Les mots étaient épais dans ma bouche, comme si je parlais à travers du coton.
« Tu t’es trop donnée pour tout organiser, » dit Adam. « On aurait dû engager une vraie wedding planner, pas juste une coordinatrice pour le jour J. Tu n’as pas à tout faire toi-même, Grace. C’est à ça que sert la famille, à partager le poids. »
Famille.
Le mot résonna étrangement dans mon crâne tandis que je me relevais de ma broderie et soudain, mes genoux n’étaient plus des genoux mais des charnières faites d’eau, fléchissant et lâchant prise.
La douleur arriva comme un verdict—écrasante, finale, indéniable.
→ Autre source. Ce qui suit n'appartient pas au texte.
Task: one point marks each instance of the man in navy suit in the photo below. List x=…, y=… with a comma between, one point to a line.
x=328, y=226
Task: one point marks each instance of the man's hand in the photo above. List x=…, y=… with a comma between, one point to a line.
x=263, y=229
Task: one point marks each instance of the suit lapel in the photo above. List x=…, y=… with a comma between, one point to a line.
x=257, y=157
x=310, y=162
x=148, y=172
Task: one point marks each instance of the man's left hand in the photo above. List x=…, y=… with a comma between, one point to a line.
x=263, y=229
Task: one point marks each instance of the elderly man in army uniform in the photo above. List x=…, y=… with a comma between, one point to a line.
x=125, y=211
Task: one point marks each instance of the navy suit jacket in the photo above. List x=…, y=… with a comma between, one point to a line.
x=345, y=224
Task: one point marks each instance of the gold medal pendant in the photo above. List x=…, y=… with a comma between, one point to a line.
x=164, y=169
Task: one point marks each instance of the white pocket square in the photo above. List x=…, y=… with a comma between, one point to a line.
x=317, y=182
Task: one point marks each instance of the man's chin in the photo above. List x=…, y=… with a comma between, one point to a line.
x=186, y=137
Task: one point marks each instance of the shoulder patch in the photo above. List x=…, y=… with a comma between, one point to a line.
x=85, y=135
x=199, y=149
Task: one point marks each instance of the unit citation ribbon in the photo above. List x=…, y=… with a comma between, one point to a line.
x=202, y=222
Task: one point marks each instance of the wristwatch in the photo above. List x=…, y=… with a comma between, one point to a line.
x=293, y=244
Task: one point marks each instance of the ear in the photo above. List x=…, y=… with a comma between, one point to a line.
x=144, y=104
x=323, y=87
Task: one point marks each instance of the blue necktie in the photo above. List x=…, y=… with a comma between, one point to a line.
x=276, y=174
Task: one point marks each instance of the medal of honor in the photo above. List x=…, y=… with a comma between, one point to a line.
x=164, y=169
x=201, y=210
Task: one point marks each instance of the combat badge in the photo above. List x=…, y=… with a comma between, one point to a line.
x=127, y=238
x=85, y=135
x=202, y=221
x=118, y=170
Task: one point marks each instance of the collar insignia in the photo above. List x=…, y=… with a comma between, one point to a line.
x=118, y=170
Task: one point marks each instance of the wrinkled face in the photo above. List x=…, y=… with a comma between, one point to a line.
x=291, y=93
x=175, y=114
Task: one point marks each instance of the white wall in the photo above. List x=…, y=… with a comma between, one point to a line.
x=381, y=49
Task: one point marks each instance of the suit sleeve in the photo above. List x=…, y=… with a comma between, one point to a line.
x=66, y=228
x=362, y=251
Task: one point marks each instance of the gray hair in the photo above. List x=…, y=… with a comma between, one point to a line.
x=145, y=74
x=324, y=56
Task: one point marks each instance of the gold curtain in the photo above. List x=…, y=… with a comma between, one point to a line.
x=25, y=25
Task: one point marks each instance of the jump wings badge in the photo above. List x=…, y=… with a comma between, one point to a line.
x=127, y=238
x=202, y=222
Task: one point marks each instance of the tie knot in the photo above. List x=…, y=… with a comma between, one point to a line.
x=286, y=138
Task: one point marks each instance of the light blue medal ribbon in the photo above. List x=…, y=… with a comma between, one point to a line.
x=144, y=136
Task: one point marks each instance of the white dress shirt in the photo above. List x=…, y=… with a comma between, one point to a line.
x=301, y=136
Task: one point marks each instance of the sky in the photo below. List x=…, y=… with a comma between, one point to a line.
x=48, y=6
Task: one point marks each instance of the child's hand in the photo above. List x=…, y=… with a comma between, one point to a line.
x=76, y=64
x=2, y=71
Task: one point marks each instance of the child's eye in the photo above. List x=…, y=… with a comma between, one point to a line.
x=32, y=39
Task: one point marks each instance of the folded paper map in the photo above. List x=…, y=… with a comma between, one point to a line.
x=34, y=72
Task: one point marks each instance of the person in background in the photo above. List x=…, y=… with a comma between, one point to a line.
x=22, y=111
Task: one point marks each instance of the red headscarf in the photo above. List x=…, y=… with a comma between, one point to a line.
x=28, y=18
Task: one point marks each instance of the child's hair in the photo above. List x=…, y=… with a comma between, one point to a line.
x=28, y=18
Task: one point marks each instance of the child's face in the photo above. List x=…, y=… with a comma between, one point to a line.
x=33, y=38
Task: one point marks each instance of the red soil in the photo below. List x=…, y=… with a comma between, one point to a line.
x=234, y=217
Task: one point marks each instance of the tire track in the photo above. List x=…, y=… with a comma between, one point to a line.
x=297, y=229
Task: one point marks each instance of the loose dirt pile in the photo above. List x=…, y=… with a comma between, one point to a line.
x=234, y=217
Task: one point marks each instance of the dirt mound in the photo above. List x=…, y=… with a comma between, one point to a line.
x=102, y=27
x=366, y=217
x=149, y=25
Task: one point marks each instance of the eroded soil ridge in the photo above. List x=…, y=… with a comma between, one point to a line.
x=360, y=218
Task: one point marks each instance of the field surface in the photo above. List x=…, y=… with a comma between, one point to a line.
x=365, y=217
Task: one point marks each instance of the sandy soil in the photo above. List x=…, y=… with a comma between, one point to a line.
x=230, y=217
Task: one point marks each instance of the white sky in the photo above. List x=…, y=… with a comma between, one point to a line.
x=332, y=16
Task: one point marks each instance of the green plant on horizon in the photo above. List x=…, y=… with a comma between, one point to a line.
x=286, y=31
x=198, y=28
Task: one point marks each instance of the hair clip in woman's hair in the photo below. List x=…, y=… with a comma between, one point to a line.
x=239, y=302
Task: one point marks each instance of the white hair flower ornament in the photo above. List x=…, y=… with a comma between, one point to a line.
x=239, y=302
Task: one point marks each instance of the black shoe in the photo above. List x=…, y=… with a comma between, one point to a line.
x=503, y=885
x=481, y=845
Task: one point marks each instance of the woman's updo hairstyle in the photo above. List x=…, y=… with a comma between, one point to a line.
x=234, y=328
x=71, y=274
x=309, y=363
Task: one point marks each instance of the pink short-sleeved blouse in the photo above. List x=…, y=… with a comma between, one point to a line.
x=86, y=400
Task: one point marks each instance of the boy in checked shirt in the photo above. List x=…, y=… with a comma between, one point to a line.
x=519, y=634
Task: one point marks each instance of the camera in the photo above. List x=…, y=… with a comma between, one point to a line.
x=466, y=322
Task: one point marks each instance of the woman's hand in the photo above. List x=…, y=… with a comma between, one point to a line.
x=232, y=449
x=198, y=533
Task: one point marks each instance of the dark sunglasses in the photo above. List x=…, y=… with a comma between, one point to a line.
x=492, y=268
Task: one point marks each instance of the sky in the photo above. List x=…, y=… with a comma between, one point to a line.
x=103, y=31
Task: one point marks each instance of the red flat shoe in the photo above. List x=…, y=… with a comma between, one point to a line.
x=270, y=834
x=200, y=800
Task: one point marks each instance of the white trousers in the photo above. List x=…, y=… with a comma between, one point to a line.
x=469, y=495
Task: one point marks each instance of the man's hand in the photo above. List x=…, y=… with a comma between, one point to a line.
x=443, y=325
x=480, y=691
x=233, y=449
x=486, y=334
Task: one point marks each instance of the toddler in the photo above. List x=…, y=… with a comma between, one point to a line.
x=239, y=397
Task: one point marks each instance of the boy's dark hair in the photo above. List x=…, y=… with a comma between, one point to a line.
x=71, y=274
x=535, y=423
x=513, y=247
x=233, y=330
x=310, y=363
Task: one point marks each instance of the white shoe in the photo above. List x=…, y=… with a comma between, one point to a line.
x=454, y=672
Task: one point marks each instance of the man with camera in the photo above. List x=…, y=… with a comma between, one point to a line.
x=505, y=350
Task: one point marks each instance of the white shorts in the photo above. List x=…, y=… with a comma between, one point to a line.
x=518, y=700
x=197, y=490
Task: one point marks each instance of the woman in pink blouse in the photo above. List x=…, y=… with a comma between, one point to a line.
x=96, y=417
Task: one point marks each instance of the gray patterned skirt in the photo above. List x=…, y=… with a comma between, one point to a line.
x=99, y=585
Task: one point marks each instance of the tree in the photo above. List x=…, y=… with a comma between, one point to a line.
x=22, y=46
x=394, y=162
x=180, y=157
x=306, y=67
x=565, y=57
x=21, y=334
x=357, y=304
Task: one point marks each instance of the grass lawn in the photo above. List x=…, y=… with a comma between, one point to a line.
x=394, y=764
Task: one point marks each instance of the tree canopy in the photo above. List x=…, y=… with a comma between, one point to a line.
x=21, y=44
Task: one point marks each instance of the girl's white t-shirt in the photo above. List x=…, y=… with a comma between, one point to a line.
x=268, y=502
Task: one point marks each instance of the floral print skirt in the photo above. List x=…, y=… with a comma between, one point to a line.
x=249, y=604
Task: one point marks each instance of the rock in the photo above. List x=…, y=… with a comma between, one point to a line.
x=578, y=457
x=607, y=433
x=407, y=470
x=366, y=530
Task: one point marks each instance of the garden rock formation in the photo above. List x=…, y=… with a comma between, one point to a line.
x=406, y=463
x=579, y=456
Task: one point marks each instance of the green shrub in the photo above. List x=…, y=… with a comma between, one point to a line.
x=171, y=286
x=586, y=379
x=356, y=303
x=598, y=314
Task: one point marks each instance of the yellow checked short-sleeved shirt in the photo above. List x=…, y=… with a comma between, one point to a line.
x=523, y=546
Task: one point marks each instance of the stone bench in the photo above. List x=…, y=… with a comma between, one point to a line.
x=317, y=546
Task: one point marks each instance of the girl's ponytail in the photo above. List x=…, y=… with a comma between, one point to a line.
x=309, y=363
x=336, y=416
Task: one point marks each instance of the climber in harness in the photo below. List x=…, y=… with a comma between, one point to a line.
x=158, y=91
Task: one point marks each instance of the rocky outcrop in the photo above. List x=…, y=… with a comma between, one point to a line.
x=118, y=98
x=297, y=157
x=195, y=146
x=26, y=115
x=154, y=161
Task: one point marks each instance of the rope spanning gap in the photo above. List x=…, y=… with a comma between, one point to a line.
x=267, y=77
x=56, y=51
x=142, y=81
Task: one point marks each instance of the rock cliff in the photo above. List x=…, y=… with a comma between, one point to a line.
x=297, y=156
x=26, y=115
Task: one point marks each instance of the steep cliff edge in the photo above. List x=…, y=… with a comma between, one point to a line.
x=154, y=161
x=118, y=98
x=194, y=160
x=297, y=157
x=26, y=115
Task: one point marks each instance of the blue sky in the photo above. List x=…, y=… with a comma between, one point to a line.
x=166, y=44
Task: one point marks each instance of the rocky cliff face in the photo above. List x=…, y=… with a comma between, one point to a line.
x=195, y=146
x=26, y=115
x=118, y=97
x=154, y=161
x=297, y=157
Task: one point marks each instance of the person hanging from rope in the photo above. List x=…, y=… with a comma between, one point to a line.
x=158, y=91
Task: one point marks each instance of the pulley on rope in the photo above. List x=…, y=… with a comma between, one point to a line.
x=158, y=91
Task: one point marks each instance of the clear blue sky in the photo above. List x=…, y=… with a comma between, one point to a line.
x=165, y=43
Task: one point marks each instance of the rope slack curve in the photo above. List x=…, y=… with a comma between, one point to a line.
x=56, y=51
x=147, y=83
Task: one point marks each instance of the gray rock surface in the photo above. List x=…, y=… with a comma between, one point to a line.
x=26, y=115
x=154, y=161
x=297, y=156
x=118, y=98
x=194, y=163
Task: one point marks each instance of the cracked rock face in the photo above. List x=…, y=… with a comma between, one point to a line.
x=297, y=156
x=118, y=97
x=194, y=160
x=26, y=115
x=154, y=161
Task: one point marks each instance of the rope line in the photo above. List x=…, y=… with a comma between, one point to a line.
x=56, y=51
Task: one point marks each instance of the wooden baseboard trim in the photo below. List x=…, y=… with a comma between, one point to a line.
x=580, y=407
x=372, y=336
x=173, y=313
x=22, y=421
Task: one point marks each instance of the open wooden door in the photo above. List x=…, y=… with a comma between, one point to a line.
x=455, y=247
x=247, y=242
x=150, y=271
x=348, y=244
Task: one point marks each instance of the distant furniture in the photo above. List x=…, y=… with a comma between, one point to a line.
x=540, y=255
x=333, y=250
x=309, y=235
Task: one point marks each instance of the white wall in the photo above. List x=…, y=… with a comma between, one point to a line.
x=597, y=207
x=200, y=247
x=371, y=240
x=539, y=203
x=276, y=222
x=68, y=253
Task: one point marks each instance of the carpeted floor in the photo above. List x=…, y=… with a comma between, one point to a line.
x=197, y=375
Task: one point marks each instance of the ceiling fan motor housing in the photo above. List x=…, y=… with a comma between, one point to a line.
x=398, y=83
Elle partit de ma colonne vertébrale et irradia vers l’extérieur, fils électriques d’agonie qui firent se cramponner mes mains à l’air.
J’essayai de prononcer le prénom d’Adam, mais ma langue était devenue un objet étranger dans ma bouche, épaisse et désobéissante.
Le monde soigneusement contrôlé de la boutique nuptiale éclata dans le chaos.
« Grace ! Oh mon Dieu, Grace ! » Les bras d’Adam me rattrapèrent tandis que je tombais, la robe s’amassant autour de nous. Son visage flottait au-dessus de moi, ses traits se brouillant puis se précisant par vagues. « Appelez le 911 ! Quelqu’un, appelez le 911, vite ! »
La voix de Patricia perça le brouillard : « Elle fait une crise ! Mettez-la sur le côté ! »
La couturière apparut, ciseaux de couture en main, ses gestes assurés commençant à découper la soie coûteuse.
« Il faut lui enlever ça, elle n’arrive pas à bien respirer dans le corset. »
Le bruit du tissu déchiré se mêlait à la voix désespérée d’Adam répétant mon nom, une prière, une supplique, une promesse en même temps.
Le temps devint élastique. Le plafond de la boutique était blanc.
Puis il y eut des lumières rouges. Du mouvement. Le plafond de l’ambulance était blanc lui aussi, mais d’un blanc différent—clinique, froid.
La main d’Adam broyait la mienne, ses jointures d’un blanc os sous la pression.
« Reste avec moi, Grace. Je suis là. On est presque à l’hôpital, » répétait-il, sa main libre lissant mes cheveux sur mon front. « Tu dois rester avec moi. »
La voix de Patricia flottait depuis le siège avant, se mêlant aux communications radio du SAMU : « S’il vous plaît, mon Dieu, veille sur notre Grace. Protège-la. Elle est destinée à être notre fille, une partie de notre famille. S’il te plaît. »
La sirène hurlait au-dessus de nous, et je voulais leur dire à tous les deux que j’essayais.
Que je les entendais, que six semaines n’étaient pas suffisantes pour apprendre à être une fille, une épouse, une personne qui appartient à quelqu’un.
Mais mon corps était devenu le territoire d’une étrangère, et tout ce que je pouvais faire, c’était m’accrocher à la voix d’Adam comme à une bouée.